In this case why do we know that value of %rbp and consequently %rbp-4 is 4-aligned to be suitable for storing/loading int?

Let's try the same example with structs.

struct st{
    char a;
    int b;
}

From the reading I infer that padded version of structure looks something like this:

struct st{
    char a;      // 1 byte
    char pad[3]; // 3 bytes
    int b;       // 4 bytes
}

So, second toy example

int main() {
    struct st s;
    s.a = 1;
    s.b = 2;
}

generates

main:
    pushq   %rbp
    movq    %rsp, %rbp
    movb    $1, -8(%rbp)
    movl    $2, -4(%rbp)
    movl    $0, %eax
    popq    %rbp
    ret

And we observe that this really is the case.
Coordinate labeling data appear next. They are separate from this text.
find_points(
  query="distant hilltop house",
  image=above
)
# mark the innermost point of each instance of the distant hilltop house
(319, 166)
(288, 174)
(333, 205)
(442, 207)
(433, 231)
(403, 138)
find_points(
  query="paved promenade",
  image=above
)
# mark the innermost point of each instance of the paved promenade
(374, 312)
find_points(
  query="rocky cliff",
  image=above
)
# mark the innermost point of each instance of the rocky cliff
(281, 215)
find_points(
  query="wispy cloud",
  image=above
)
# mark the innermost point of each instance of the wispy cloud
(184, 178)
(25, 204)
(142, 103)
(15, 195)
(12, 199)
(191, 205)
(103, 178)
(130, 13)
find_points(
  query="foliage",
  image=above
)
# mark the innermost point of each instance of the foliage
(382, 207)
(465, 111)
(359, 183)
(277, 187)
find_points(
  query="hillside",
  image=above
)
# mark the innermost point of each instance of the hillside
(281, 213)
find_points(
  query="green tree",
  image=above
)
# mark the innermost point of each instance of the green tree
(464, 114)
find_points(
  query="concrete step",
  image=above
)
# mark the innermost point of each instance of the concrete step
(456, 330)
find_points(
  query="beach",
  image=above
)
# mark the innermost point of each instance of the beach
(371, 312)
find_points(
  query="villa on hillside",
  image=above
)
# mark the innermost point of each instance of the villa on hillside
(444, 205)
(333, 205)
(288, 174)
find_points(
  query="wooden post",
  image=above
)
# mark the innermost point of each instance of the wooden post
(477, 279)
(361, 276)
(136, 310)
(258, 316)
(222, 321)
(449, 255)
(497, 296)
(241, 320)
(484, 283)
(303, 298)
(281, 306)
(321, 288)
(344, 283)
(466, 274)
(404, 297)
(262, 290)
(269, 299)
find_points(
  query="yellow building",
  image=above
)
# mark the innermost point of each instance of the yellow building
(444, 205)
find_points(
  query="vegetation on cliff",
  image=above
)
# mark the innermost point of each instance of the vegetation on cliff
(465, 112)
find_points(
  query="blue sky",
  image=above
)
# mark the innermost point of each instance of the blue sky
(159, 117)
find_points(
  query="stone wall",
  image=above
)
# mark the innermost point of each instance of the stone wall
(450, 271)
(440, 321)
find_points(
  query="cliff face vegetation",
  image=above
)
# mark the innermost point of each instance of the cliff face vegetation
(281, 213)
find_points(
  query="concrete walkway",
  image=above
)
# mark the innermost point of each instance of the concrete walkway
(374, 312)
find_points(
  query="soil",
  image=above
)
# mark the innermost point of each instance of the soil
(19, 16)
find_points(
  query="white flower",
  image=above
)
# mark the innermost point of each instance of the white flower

But again, what is the guarantee that value of rbp itself on arbitrary stack frame is properly aligned? Isn't the value of rbp available only in run time? How can compiler align members of struct if nothing is known about alignment of struct's start address at compile time?

Solution

As @P__J__ points out (in a now deleted answer) - how a C compiler generates code is an implementation detail. Since you tagged this as an ABI question, your real question is "When GCC is targeting Linux, how is it allowed to assume that RSP has any particular minimum alignment?". The 64-bit ABI that Linux uses is the AMD64(x86-64) System V ABI. The minimum alignment of the stack just before CALLing an ABI compliant^1,2 function (including main) is guaranteed to be a minimum of 16 bytes (it can be 32 byte or 64 bytes depending on the types passed to the function). The ABI states:

3.2.2 The Stack Frame

In addition to registers, each function has a frame on the run-time stack. This stack grows downwards from high addresses. Figure 3.3 shows the stack organization. The end of the input argument area shall be aligned on a 16 (32 or 64, if __m256 or __m512 is passed on stack) byte boundary. In other words, the value (%rsp + 8) is always a multiple of 16 (32 or 64) when control is transferred to the function entry point. The stack pointer, %rsp, always points to the end of the latest allocated stack frame.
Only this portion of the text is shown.